I did not sleep at all that night, but my friend came to me even so. He rose from the fire as I knelt to feed it: a trembling old man, as scarred and naked as he had first found me. The jewels were gone from his ears—four in the left, three in the right, I remember everything, my friend— the color from his eyes, the braids and the silly little ribbons from his beard. No rings, no robes, no staff; and, most terrible of all, he cast no shadow, neither in the moon nor the firelight. In my country—in what was my country—it is believed that to see a man or woman without a shadow is a sure sign that you will die soon, alone, in a bad place. I believe it myself, though it is nonsense.

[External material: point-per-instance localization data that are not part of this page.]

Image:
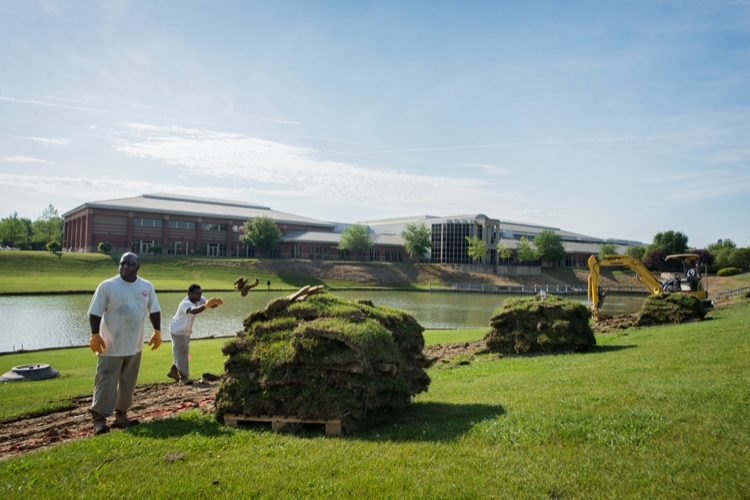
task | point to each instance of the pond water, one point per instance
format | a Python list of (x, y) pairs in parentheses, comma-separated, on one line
[(41, 321)]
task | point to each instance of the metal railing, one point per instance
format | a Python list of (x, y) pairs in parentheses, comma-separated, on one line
[(527, 289), (732, 293)]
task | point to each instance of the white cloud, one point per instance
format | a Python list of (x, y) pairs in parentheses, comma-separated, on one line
[(291, 171), (57, 142), (81, 188), (490, 169), (23, 159)]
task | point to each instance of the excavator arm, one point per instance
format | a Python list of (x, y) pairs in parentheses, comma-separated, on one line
[(596, 294)]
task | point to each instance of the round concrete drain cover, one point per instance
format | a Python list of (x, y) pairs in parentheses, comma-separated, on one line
[(39, 371)]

But I went to him with joy, trying to put my cloak around him. It fell to the ground, of course, and my arms passed through the shivering image of his body; wherever he was cold, it was not here. I spoke to him then, saying, “Tell me what to do,” and he saw me, but he could not answer. Instead he pointed to where the stars were graying over the blunt, broken-nosed hills of the Northern Barrens. A ribbon of light, green as his eyes had been, leaped from his finger: it fled away across the Barrens, straight on into mountains too far to see clearly even by day. When he lowered his arm and looked at me again, I had to turn away from the pale terror in his face, because it was wrong for me to see even his ghost so. I said, “I will find you. Lal is coming to find you.”